Neue PowerShell-Cmdlets

PowerShell erhält weiterhin Updates mit jeder neuen Version des Betriebssystems. In Windows Server 2016 wird eine erhebliche Anzahl neuer PowerShell-Cmdlets angezeigt, die sich auf bestimmte Funktionen konzentrieren. Sie können sogar PowerShell-Befehle verwenden, um jede neue Version auf Unterschiede zu überprüfen. Das PowerShell-Cmdlet Get-Commandgibt eine Liste von Befehlen zurück, die zur weiteren Verarbeitung an eine Datei gesendet werden können. Microsoft Jose Barreto hat genau dafür Anweisungen in seinem Blog veröffentlicht.

Zu den neuen interessanten Cmdlets gehören 21 DNS-bezogene Befehle, 11 für Windows Defender, 36 für Hyper-V, 17 für die IIS-Verwaltung und 141 Befehle für den Netzwerkcontroller, um nur einige zu nennen. Der andere große Schub für PowerShell in dieser Version betrifft die Desired State Configuration (DSC). Microsoft hat viel Arbeit geleistet, um DSC zum Tool für die anfängliche Konfiguration und Wartung von nicht nur Windows Server, sondern auch Linux-Servern zu machen. Wenn Sie dies mit dem kürzlich erfolgten Open-Sourcing von PowerShell mit neuen Versionen für Linux und MacOS sowie dem neuen Paketmanager-Service OneGet kombinieren, haben Sie unzählige neue PowerShell-gesteuerte Möglichkeiten.

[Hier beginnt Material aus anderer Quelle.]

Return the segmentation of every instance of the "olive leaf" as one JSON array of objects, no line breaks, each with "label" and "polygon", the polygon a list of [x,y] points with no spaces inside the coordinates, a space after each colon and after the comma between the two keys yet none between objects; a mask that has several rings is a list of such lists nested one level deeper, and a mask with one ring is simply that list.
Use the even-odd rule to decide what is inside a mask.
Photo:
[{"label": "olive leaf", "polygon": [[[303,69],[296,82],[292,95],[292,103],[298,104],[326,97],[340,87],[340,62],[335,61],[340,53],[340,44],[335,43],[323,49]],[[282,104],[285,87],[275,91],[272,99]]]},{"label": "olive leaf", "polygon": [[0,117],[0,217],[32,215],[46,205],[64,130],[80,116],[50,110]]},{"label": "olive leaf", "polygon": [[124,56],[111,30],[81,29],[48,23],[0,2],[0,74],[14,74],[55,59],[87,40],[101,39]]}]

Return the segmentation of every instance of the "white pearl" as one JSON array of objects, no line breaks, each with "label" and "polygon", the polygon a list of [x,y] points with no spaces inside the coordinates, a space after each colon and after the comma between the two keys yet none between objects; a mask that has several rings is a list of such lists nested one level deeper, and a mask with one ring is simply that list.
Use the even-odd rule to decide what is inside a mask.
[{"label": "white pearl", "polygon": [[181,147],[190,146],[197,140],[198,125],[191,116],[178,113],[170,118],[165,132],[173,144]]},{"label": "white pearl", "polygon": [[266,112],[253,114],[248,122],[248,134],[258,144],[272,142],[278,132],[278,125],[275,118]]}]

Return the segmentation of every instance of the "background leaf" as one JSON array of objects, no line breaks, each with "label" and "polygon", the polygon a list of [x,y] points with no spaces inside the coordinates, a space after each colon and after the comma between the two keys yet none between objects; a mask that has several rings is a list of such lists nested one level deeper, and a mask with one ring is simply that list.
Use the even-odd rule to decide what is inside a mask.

Da immer mehr Workloads auf virtualisierte Instanzen in der Cloud verlagert werden, ist es wichtig, den Platzbedarf jeder Instanz zu verringern, die Sicherheit um sie herum zu erhöhen und den Mix stärker zu automatisieren. Es ist auch sinnvoll, erweiterte Netzwerk- und Speicherfunktionen in Software bereitzustellen. In Windows Server 2016 treibt Microsoft alle diese Aspekte gleichzeitig voran.